Aufgrund des Drucks der Öffentlichkeit und heimischer wie auch internationaler Umwelt- und Menschenrechtsorganisationen haben Politik und Wirtschaft das Gas-Abfackeln in Nigeria im Verhältnis zu früher deutlich reduziert. Wobei ein wichtiger Faktor dieser Entwicklung sicherlich darin besteht, daß Nigeria jährlich schätzungsweise zwei Milliarden Dollar Einnahmeverluste verzeichnet, wenn das Gas ungenutzt verbrannt wird. Außerdem ist die europäische Union an dem nigerianischen Erdgas interessiert. Es soll über eine Pipeline, die quer über die Sahara verlegt wird, nach Europa befördert werden. Insofern können die Bewohner des Nigerdeltas davon ausgehen, daß, wenn ihre Appelle schon nichts bewegt haben, zumindest das Geld die Aufmerksamkeit der Verantwortlichen erregt und sie es in der Aussicht auf gute Geschäfte auch mit dem Beenden des Gas-Abfackelns ernst meinen.
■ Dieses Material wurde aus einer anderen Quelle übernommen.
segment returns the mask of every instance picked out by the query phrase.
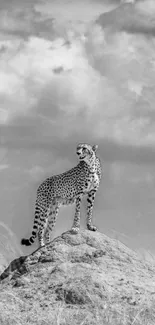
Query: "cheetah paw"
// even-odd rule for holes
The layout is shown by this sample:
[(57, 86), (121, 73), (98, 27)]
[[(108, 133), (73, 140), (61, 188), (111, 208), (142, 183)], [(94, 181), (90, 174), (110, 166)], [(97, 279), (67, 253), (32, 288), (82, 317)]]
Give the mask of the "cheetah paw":
[(87, 229), (88, 229), (88, 230), (91, 230), (91, 231), (96, 231), (96, 230), (97, 230), (97, 227), (88, 224), (88, 225), (87, 225)]
[(79, 230), (80, 229), (77, 227), (72, 227), (71, 232), (72, 232), (72, 234), (78, 234)]

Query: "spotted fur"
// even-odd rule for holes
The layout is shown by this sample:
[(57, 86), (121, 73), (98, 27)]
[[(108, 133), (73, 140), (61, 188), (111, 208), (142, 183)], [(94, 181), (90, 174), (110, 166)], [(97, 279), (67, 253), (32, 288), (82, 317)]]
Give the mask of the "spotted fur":
[(50, 241), (50, 232), (55, 225), (61, 205), (75, 203), (72, 232), (78, 233), (80, 206), (84, 195), (87, 195), (87, 228), (96, 231), (96, 227), (92, 224), (92, 211), (101, 180), (101, 163), (96, 156), (97, 147), (79, 144), (78, 165), (62, 174), (47, 178), (38, 187), (32, 235), (29, 239), (23, 238), (22, 245), (31, 245), (37, 235), (40, 246), (44, 246), (44, 238), (47, 243)]

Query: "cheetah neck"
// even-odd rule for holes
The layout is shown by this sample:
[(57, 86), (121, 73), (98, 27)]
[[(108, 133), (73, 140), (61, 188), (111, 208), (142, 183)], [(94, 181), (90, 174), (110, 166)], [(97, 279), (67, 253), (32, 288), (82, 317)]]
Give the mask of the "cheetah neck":
[(81, 161), (80, 162), (80, 165), (82, 165), (82, 168), (84, 170), (88, 170), (91, 172), (91, 173), (95, 173), (96, 171), (96, 166), (95, 166), (95, 161), (90, 161), (89, 163), (85, 162), (85, 161)]

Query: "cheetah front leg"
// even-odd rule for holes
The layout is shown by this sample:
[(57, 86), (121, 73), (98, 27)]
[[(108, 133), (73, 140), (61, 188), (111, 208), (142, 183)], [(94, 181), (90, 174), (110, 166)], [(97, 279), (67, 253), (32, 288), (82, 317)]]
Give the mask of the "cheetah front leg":
[(91, 231), (96, 231), (97, 227), (92, 224), (92, 214), (93, 214), (93, 207), (94, 207), (94, 200), (96, 195), (97, 189), (93, 189), (88, 193), (87, 197), (87, 228)]
[(80, 229), (81, 200), (82, 200), (81, 196), (78, 196), (76, 198), (75, 216), (74, 216), (73, 226), (72, 226), (72, 230), (71, 230), (74, 234), (77, 234), (79, 232), (79, 229)]

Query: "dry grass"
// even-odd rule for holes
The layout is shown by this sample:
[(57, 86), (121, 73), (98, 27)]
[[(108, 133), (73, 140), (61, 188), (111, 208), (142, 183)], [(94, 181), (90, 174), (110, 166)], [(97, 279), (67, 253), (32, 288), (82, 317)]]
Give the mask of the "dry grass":
[[(85, 235), (82, 236), (84, 239)], [(59, 253), (64, 248), (62, 254), (64, 262), (61, 260), (61, 256), (60, 260), (59, 258), (56, 259), (56, 264), (53, 261), (48, 262), (47, 256), (47, 261), (40, 262), (39, 265), (36, 264), (29, 273), (17, 277), (14, 282), (8, 280), (2, 282), (0, 284), (0, 325), (154, 325), (155, 300), (150, 300), (148, 291), (146, 290), (144, 294), (139, 295), (140, 300), (137, 298), (136, 304), (127, 303), (127, 300), (123, 300), (124, 294), (126, 295), (125, 298), (128, 298), (128, 294), (132, 295), (131, 289), (134, 288), (131, 286), (133, 278), (128, 275), (126, 281), (119, 283), (122, 290), (119, 298), (122, 300), (112, 300), (114, 293), (110, 291), (111, 285), (107, 282), (107, 273), (105, 273), (105, 265), (109, 263), (108, 273), (111, 275), (109, 278), (111, 282), (115, 272), (122, 270), (121, 278), (124, 276), (124, 270), (128, 271), (129, 266), (135, 265), (135, 277), (139, 277), (140, 280), (140, 267), (143, 266), (139, 265), (138, 260), (134, 260), (134, 257), (133, 261), (132, 259), (129, 261), (127, 255), (124, 255), (123, 259), (123, 254), (127, 254), (127, 252), (122, 251), (125, 250), (125, 247), (121, 247), (120, 242), (116, 245), (116, 242), (110, 241), (110, 246), (106, 248), (107, 238), (100, 242), (103, 246), (101, 247), (102, 250), (97, 247), (97, 250), (94, 251), (96, 240), (99, 237), (93, 237), (95, 236), (93, 234), (91, 236), (87, 238), (89, 240), (86, 250), (84, 250), (85, 246), (80, 248), (81, 244), (74, 246), (71, 243), (71, 240), (74, 242), (76, 238), (78, 240), (78, 237), (68, 237), (69, 245), (65, 241), (63, 244), (60, 241), (61, 248), (56, 244), (55, 256), (58, 258)], [(101, 235), (98, 234), (97, 236)], [(66, 253), (67, 250), (68, 253)], [(93, 255), (92, 251), (95, 254), (96, 252), (106, 251), (106, 255)], [(53, 254), (52, 247), (50, 252)], [(67, 254), (66, 257), (64, 253)], [(146, 254), (143, 261), (146, 272)], [(154, 267), (153, 257), (149, 262), (149, 265)], [(104, 263), (103, 266), (101, 263)], [(74, 265), (75, 273), (73, 272)], [(78, 277), (79, 266), (81, 266), (83, 273)], [(98, 271), (99, 273), (97, 273)], [(90, 272), (92, 272), (91, 276)], [(93, 272), (96, 272), (96, 277), (91, 282)], [(105, 278), (103, 278), (103, 282), (97, 282), (97, 277), (102, 275), (102, 272), (105, 273)], [(146, 285), (148, 285), (147, 279), (149, 278), (143, 278)], [(128, 286), (127, 280), (129, 280), (130, 286)], [(153, 278), (151, 281), (152, 286), (154, 286)], [(116, 284), (118, 285), (118, 281)], [(136, 286), (139, 285), (138, 289), (140, 290), (141, 283), (135, 282), (135, 284)], [(115, 281), (113, 286), (115, 286)], [(116, 292), (120, 286), (115, 287)], [(70, 293), (71, 296), (68, 300), (66, 295)], [(75, 297), (73, 297), (74, 294)]]
[(1, 325), (154, 325), (155, 303), (134, 306), (112, 305), (109, 301), (98, 306), (92, 301), (87, 306), (66, 304), (26, 303), (10, 288), (0, 293)]

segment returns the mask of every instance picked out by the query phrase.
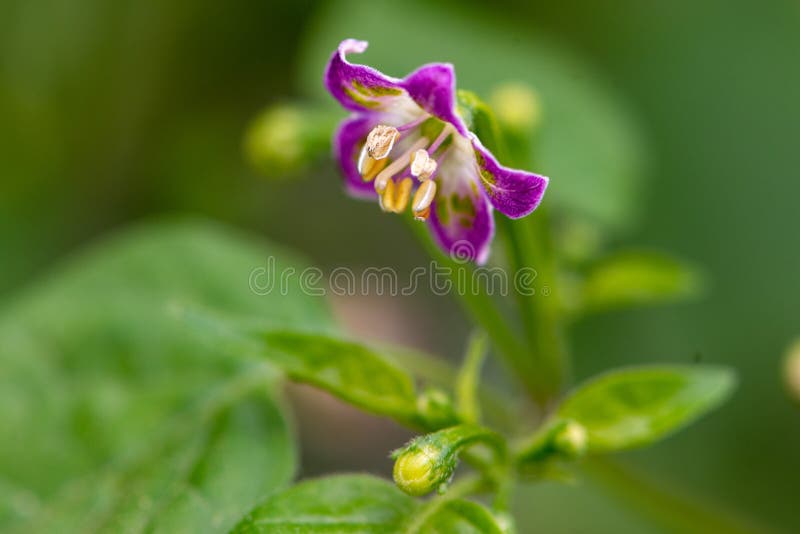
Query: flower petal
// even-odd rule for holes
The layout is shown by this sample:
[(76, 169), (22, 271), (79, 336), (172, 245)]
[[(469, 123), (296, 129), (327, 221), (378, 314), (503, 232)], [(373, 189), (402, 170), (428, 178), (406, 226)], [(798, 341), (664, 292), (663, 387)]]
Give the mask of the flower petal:
[(518, 219), (536, 209), (542, 201), (549, 178), (503, 167), (475, 134), (470, 133), (469, 137), (475, 150), (480, 181), (497, 211)]
[(375, 187), (358, 172), (358, 156), (369, 131), (380, 121), (379, 115), (356, 115), (339, 125), (333, 136), (333, 155), (344, 173), (347, 192), (360, 198), (374, 198)]
[(439, 191), (428, 226), (445, 253), (482, 265), (494, 237), (492, 205), (471, 180), (437, 179)]
[(342, 106), (351, 111), (385, 109), (397, 97), (405, 97), (401, 80), (386, 76), (372, 67), (347, 61), (347, 54), (360, 54), (366, 49), (366, 41), (345, 39), (325, 68), (325, 87)]
[(455, 112), (456, 74), (449, 63), (430, 63), (412, 72), (402, 81), (416, 104), (431, 115), (452, 124), (467, 136), (467, 128)]

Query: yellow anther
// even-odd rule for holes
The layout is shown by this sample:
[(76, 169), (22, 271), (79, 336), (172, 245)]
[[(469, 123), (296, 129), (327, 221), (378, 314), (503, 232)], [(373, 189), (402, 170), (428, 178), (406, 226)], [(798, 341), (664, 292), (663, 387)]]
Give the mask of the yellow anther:
[(426, 180), (422, 182), (414, 194), (414, 201), (411, 203), (411, 211), (414, 213), (414, 218), (418, 221), (428, 219), (431, 212), (431, 204), (436, 197), (436, 182), (433, 180)]
[(392, 211), (395, 213), (403, 213), (408, 206), (408, 199), (411, 197), (411, 187), (414, 181), (411, 178), (403, 178), (395, 188), (394, 202), (392, 203)]
[(378, 173), (378, 177), (375, 178), (375, 192), (379, 195), (383, 195), (386, 191), (386, 187), (391, 183), (392, 175), (387, 174), (385, 172)]
[[(377, 182), (375, 183), (375, 189), (378, 189)], [(383, 211), (394, 211), (394, 190), (394, 180), (390, 178), (384, 185), (381, 196), (378, 198), (378, 203)]]
[(388, 163), (389, 160), (386, 158), (374, 159), (365, 154), (364, 158), (360, 161), (358, 172), (361, 173), (361, 177), (365, 182), (370, 182), (375, 179), (378, 173), (381, 172)]
[(397, 128), (379, 124), (367, 135), (367, 155), (374, 159), (383, 159), (389, 155), (394, 142), (400, 137)]

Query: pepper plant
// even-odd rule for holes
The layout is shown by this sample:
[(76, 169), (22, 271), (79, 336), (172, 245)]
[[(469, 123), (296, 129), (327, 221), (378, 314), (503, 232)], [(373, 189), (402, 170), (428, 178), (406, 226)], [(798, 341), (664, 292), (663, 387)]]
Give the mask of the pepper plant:
[[(348, 61), (366, 47), (343, 41), (324, 75), (328, 91), (352, 113), (333, 141), (347, 192), (404, 216), (454, 280), (490, 254), (504, 254), (510, 268), (532, 269), (548, 293), (517, 292), (515, 317), (486, 287), (460, 294), (476, 333), (444, 389), (429, 387), (425, 365), (410, 369), (391, 351), (296, 332), (262, 336), (264, 358), (290, 378), (420, 435), (391, 453), (402, 492), (363, 475), (307, 481), (267, 499), (235, 530), (512, 532), (516, 484), (561, 479), (584, 458), (661, 440), (720, 405), (735, 378), (718, 366), (648, 365), (572, 385), (565, 339), (571, 315), (589, 310), (593, 299), (646, 299), (665, 279), (674, 282), (664, 275), (674, 265), (636, 255), (594, 265), (578, 283), (583, 298), (570, 306), (559, 291), (564, 273), (546, 200), (540, 206), (549, 179), (524, 170), (534, 159), (525, 139), (533, 132), (518, 124), (504, 132), (479, 97), (456, 89), (452, 65), (393, 78)], [(496, 234), (503, 247), (493, 251)], [(490, 351), (519, 381), (533, 417), (514, 414), (514, 399), (484, 406), (481, 369)], [(503, 410), (518, 424), (494, 426)]]
[[(683, 296), (696, 277), (653, 253), (575, 253), (576, 234), (556, 231), (563, 217), (548, 200), (559, 177), (528, 170), (528, 88), (502, 92), (496, 120), (456, 90), (451, 65), (393, 78), (348, 61), (365, 48), (342, 42), (324, 73), (351, 113), (338, 129), (327, 112), (273, 113), (248, 149), (264, 148), (267, 128), (259, 164), (278, 157), (288, 169), (318, 159), (320, 132), (332, 134), (345, 190), (403, 217), (454, 281), (502, 265), (530, 274), (533, 291), (512, 291), (509, 302), (485, 284), (457, 292), (474, 332), (451, 368), (342, 335), (297, 278), (259, 294), (253, 274), (265, 255), (276, 271), (305, 265), (282, 247), (195, 219), (122, 231), (0, 308), (0, 528), (524, 532), (511, 506), (521, 485), (589, 473), (657, 501), (678, 530), (736, 531), (613, 460), (719, 406), (735, 385), (729, 369), (647, 365), (571, 378), (573, 321)], [(484, 379), (490, 357), (518, 387), (498, 392)], [(394, 459), (384, 477), (296, 483), (285, 379), (416, 437), (384, 451)]]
Damit würde den Einwohnern schon mal ein Teil der Umweltverschmutzungen erspart. Dennoch wird das Nigerdelta weiterhin zu den ärmsten und schadstoffbelastetsten Regionen des Kontinents zählen, da die gewöhnliche Erdölförderung aus den zahllosen Bohrlöchern und der Transport des Rohöls wie auch der raffinierten Ware durch Pipelines regelmäßig zu kleineren und größeren Leckagen führen.


*


Anmerkungen:

[1] Siehe AFRIKA/1891: Nigeria - Minister verspricht Ende des Gas-Abfackelns (SB)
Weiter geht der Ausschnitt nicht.